And a different presentation of some of the same material, on consequences of Little's Law, from his book Programming Pearls, quoted here: http://www.cs.fsu.edu/~baker/opsys/notes/queueing.html

(I'll paste this here as it's already being shared online)

"For instance, if you're in line waiting to get into a popular nightspot, you might figure out how long you'll have to wait by standing there for a while and trying to estimate the rate at which people are entering. With Little's Law, though, you could reason, `This place holds about 60 people, and the average Joe will be in there about 3 hours, so we're entering at the rate of about 20 people an hour. The line has 20 people in it, so that means we'll wait about an hour."

Bentley also cites the following, attributing them to Peter Denning:

"The average number of objects in a queue is the product of the entry rate and the average holding time."

"I have 150 cases of wine in my basement and I consume (and purchase) 25 cases per year. How long do I hold each case? Little's Law tells me to divide 150 cases by 25 cases/year, which gives 6 years per case."

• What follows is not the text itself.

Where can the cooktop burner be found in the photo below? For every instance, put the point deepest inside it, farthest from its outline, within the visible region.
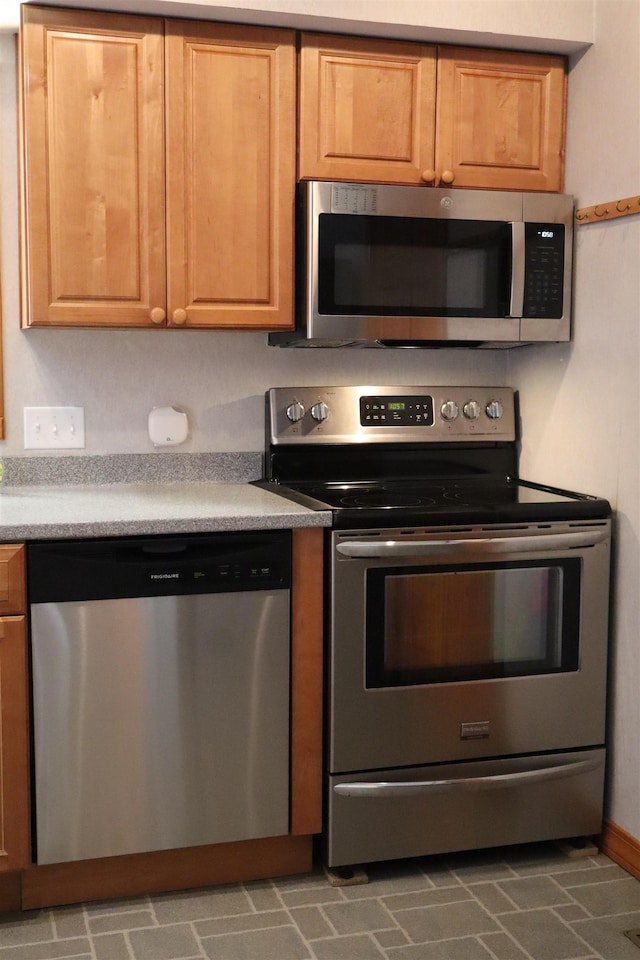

"The response-time formula for a multi-user system can be proved using Little's Law and flow balance. Assume n users of average think time z are connected to an arbitrary system with response time r. Each user cycles between thinking and waiting-for-response, so the total number of jobs in the meta-system (consisting of users and the computer system) is fixed at n. If you cut the path from the system's output to the users, you see a meta-system with average load n, average response time z+r, and throughput x (measured in jobs per time unit). Little's Law says n = x*(z+r), and solving for r gives r = n/x - z."